Church in Dublin, Ireland

Church of Our Lady of the Assumption is a Roman Catholic church in Ballyfermot, Dublin, Ireland. It is next to St. Raphael's National School.

==History==
The first church in modern-day Ballyfermot existed in a former Dublin Corporation paint depot on O'Hogan Road which Father Donal O'Scannaill had purchased from Dublin Corporation c. 1950 for £200. This building had originally been a storage unit known as 'the painters hut' during the first housing phase of Ballyfermot.
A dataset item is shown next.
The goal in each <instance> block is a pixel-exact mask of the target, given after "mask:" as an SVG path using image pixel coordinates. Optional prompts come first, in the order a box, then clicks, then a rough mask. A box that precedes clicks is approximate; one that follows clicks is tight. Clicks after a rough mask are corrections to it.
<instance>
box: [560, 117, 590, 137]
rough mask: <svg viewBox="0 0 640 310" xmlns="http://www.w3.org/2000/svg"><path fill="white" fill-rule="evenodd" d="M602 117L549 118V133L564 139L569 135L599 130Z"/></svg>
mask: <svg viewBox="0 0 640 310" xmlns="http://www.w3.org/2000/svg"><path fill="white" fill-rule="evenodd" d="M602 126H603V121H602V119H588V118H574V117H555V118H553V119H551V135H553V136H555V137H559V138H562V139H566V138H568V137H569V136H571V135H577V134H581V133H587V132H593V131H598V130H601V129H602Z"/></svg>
It was used from 1950 until Our Lady of the Assumption Church opened in 1953. This shed was also used as a soup kitchen, nicknamed in the locality the ‘Stew House’, where the Daughters of Charity of Saint Vincent de Paul served soup to the needy of the area. 'Our Lady’s of Victories Youth Club' began there also.
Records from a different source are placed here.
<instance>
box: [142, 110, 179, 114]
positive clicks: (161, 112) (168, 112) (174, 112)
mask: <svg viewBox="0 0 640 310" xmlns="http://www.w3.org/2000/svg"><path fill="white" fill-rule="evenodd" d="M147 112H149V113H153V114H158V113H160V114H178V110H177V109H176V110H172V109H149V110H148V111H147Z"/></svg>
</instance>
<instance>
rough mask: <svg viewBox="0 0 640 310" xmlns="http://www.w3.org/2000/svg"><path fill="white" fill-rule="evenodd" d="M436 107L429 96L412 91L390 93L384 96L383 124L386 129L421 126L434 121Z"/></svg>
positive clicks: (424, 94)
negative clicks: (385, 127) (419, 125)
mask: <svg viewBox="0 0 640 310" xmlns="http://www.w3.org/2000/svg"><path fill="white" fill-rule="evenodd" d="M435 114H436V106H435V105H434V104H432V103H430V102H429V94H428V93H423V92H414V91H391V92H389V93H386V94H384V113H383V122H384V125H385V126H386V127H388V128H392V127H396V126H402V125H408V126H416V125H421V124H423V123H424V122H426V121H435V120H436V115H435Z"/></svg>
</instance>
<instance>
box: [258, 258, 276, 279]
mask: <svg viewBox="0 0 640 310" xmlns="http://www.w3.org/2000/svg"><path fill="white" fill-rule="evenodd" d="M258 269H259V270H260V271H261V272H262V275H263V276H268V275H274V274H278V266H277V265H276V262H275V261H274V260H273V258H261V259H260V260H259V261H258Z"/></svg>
Éamonn MacThomáis, the Dublin historian and author, recalled in The Irish Press in an article dated 2 June 1986 his contribution in helping Ballyfermot to get its new church. Mac Thomáis' parish church was the nearby St. Michael's in Inchicore and one Sunday at mass Father Donal O'Scannaill (one of the curate’s in St Michael's and also assigned to help initialise the new parish of Ballyfermot) appealed over the altar for door-to-door collectors to help collect money to build a church in Ballyfermot. Mac Thomáis offered his services and within a week received his collector’s book to collect from what were then known as the 'newly wed houses' on Muskerry Road.
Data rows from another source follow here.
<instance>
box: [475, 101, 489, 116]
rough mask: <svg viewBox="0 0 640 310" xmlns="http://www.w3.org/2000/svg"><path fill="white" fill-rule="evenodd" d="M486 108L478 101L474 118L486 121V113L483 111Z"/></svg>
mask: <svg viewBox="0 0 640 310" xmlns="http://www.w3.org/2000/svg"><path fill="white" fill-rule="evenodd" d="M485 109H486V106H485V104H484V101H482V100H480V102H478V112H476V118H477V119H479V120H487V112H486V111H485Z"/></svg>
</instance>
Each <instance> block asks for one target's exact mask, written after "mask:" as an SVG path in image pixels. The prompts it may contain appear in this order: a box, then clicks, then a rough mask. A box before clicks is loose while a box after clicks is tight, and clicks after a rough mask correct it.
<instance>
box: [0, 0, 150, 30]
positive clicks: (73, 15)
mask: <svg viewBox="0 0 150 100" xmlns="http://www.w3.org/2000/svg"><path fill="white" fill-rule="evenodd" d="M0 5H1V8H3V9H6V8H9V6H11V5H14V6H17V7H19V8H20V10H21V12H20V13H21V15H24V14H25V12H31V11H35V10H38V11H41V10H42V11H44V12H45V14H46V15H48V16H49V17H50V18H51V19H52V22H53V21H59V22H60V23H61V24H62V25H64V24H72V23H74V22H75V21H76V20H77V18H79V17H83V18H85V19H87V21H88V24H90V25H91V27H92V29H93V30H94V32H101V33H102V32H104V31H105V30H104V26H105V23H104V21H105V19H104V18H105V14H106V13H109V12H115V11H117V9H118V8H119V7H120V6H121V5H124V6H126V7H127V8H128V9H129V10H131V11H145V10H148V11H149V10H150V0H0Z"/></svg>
There were many other events organised by Father Donal O'Scannaill and the community to raise funds for the new church, such as social evenings which included dances and rounds of the game Take Your Pick!, named after a popular radio show of the time. This was a game where the person playing had the choice to take money that was offered to them or open a box which could result in winning nothing. The biggest fundraiser for the building of Our Lady of the Assumption Church was the ‘Buy a Block’ campaign whereby cement blocks were sold to the public at the cost of £1 each. 3,300 blocks were eventually sold in this way, raising much needed funds. People who could not afford to pay the £1 in one go were allowed to pay in instalments of 6d. a week until the block was paid off. Once a block had been paid for in full, the buyer received a souvenir receipt saying that they owned one cement block in the Church of Our Lady of the Assumption, Ballyfermot.

The church was designed by Robinson, Keefe and Devine and built by John Hughes & Son. Work started in May 1951. The church cost £68,000 to build. The mahogany seats cost £10,000. Seating capacity in 1952 was for 1,980 people. Father Donal O'Scannaill wrote in an article for the 25th anniversary of Our Lady Assumption Church entitled "The Joy of bringing the Blessed Sacrament in a solemn procession from the Painters hut to our lovely new church will abide with me forever".